A study in the Journal of Epidemiology and Community Health found that more than 330,000 people died as a result of austerity in the period between 2012 and 2019. One by the Institute for Health Equity at UCL found that the lives of more than a million people were shortened because of health inequalities.


In addition to the Conservatives’ failures on the economy, housing, immigration and healthcare, there is the issue of crime. According to the ONS, the number of recorded crimes involving knives or sharp instruments in 2010/11 was 36,000. In 2019/20, it peaked at 54,300 and in 2022/23 (the latest year for which statistics are available) there were 50,500 knife crimes. On top of this there is the astonishing fact that just 2% of recorded rapes lead to convictions. The equivalent figure in 2010 was 6%. Undoubtedly, such a low number should make any any government feel ashamed, but neither should it be forgotten that things have got noticeably worse than this already shameful state of affairs.


On the matter of shame, it was under the Conservatives that for the first time in the UN’s history, a country was held to be in breach of the Convention on the Rights of Persons with Disabilities. The purpose of the convention is “to promote, protect and ensure the full and equal enjoyment of all human rights and fundamental freedoms by all persons with disabilities, and to promote respect for their inherent dignity.” Among other things, it guarantees disabled people the rights to life, equal protection of the law, full participation in society and an adequate standard of living. The breaches were found to be “grave and systematic.”
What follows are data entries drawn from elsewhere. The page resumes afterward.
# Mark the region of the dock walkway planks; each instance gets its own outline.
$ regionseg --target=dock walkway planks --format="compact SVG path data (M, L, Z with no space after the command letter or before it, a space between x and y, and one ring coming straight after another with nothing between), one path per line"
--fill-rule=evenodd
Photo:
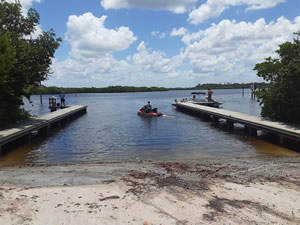
M73 105L55 112L47 113L38 117L15 124L7 129L0 130L0 153L3 145L16 139L30 135L33 131L49 128L52 124L68 119L73 115L86 112L86 105Z
M259 116L252 116L225 109L201 106L189 102L177 103L174 105L182 109L203 113L206 115L213 116L217 119L222 118L231 123L239 123L250 128L275 133L277 135L300 141L299 127L290 126L281 122L266 120Z

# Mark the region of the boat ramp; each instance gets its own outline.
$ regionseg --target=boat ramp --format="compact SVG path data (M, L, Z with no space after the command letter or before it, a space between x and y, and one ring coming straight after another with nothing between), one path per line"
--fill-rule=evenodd
M86 113L86 110L86 105L68 106L0 130L0 154L19 143L30 142L33 135L47 133L49 129L77 118Z
M281 122L263 119L259 116L252 116L225 109L213 108L208 106L196 105L189 102L178 102L173 104L179 111L212 120L218 124L220 120L225 120L229 129L234 129L234 124L244 126L245 133L256 136L257 131L261 130L277 137L279 144L284 144L286 139L300 142L300 128L289 126Z

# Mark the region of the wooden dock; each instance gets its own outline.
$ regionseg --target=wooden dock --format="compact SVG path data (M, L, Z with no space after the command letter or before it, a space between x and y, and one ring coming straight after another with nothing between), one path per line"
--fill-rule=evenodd
M300 141L300 128L289 126L281 122L275 122L263 119L259 116L252 116L239 112L233 112L225 109L213 108L208 106L196 105L193 103L177 103L173 104L178 110L189 114L209 118L214 123L218 123L220 119L226 120L229 129L234 129L234 124L244 125L246 133L252 136L257 135L257 130L274 134L278 137L280 144L283 144L286 138Z
M50 128L69 122L71 119L86 113L86 109L86 105L68 106L0 130L0 154L4 152L5 147L8 145L17 141L30 141L32 134L47 133Z

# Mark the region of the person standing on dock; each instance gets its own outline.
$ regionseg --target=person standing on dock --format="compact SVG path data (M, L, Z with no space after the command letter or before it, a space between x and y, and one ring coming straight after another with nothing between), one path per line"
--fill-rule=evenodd
M65 105L65 93L63 91L60 92L59 97L60 97L61 108L66 107L66 105Z
M212 90L210 90L210 89L208 88L208 91L207 91L207 100L208 100L209 102L212 101L212 97L211 97L212 94L213 94Z

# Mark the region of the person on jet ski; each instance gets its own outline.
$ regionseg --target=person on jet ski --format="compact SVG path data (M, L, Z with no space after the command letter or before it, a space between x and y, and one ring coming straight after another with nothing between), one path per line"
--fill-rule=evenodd
M151 105L151 102L148 101L148 104L144 106L145 107L145 112L146 113L149 113L152 111L152 105Z

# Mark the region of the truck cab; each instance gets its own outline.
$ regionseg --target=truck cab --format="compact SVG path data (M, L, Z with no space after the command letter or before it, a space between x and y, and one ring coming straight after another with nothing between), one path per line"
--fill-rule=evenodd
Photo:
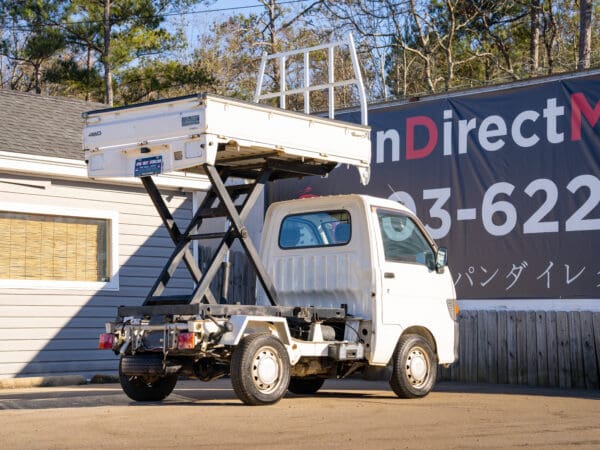
M439 363L455 361L456 294L446 257L402 204L366 195L275 203L261 256L282 305L343 305L356 326L345 335L365 344L370 365L387 365L411 333L428 340ZM266 304L264 294L258 301Z
M343 306L345 330L337 338L360 344L370 366L400 364L404 350L401 395L425 395L437 364L457 359L447 251L405 206L366 195L279 202L267 211L262 236L262 259L282 305ZM424 348L403 349L407 339Z

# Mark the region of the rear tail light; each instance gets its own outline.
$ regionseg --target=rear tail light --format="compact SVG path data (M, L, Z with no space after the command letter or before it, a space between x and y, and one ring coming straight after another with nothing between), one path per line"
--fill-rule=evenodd
M98 339L98 348L100 350L112 350L115 343L115 335L111 333L102 333Z
M179 350L192 350L196 347L196 335L194 333L179 333L177 336L177 348Z

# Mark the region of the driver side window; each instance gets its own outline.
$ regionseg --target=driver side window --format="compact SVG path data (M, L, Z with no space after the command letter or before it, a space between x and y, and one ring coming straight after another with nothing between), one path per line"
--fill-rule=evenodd
M410 217L383 209L377 211L377 217L387 261L417 263L433 268L433 249Z

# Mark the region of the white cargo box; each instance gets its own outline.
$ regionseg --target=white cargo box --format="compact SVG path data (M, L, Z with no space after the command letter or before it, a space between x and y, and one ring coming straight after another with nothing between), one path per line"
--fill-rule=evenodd
M88 175L140 177L256 166L274 158L347 164L369 179L369 127L200 94L84 114Z

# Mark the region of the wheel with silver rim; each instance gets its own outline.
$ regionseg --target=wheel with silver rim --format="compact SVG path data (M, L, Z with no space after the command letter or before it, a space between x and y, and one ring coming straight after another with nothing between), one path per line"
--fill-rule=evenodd
M392 390L402 398L425 397L437 378L437 359L431 344L418 334L402 336L393 356Z
M270 334L251 334L240 341L231 358L231 384L242 402L278 402L289 383L290 360L279 339Z

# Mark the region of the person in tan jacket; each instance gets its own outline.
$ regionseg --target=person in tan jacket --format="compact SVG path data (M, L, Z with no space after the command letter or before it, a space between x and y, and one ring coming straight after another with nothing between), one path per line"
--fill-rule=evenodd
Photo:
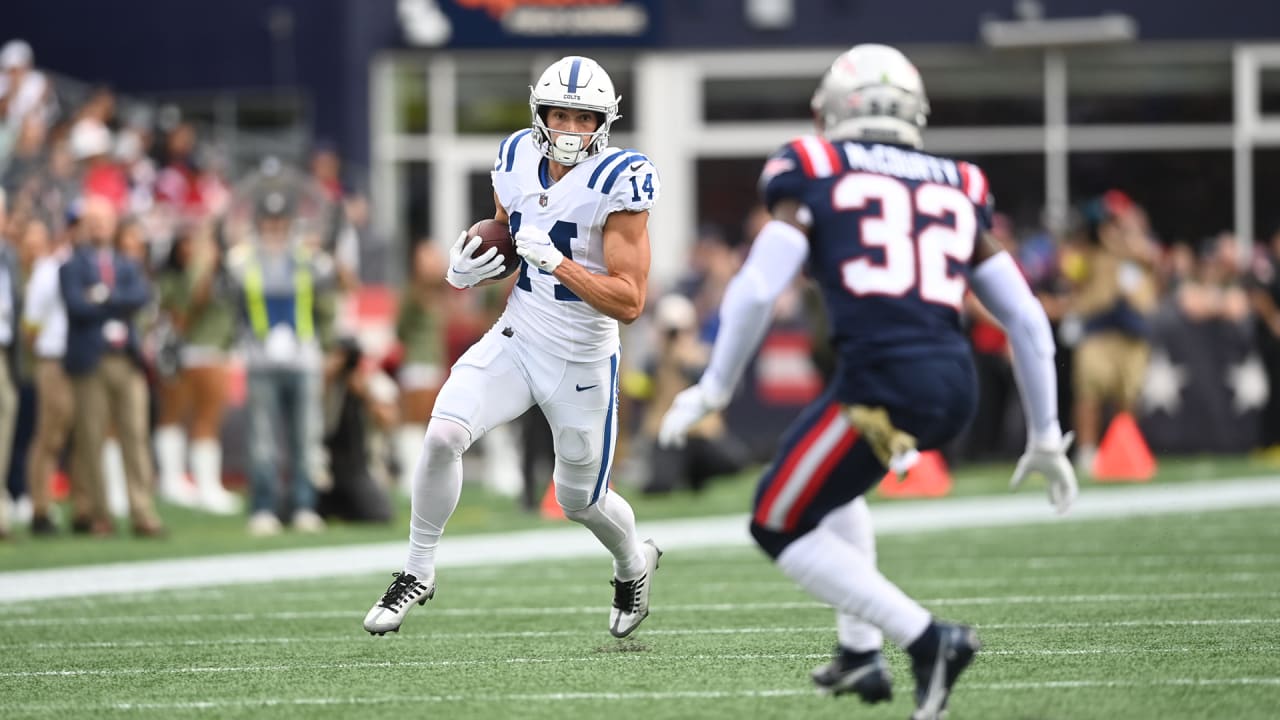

There are, of course, many things I have omitted, among them the trebling of tuition fees, schools crumbling, and various scandals (Partygate, Chris Pincher, PPE contracts, etc.).

It is because of these innumerable failures that I implore anyone thinking of voting Conservative on 4 July not to vote for them. It would do us all good to remember that behind every one of these statistics there are people and families. With that in mind, I would like to end with a quote.

Just remember this. One Eva Smith has gone – but there are millions and millions and millions of Eva Smiths and John Smiths left with us, with their lives, their hopes and fears, their suffering and a chance of happiness, all intertwined with our lives and what we think and say and do. We don’t live alone. We are members of one body. We are responsible for each other. And I tell you that the time will soon come when, if men will not learn that lesson, then they will be taught in fire and blood and anguish.

Inspector Goole, An Inspector Calls.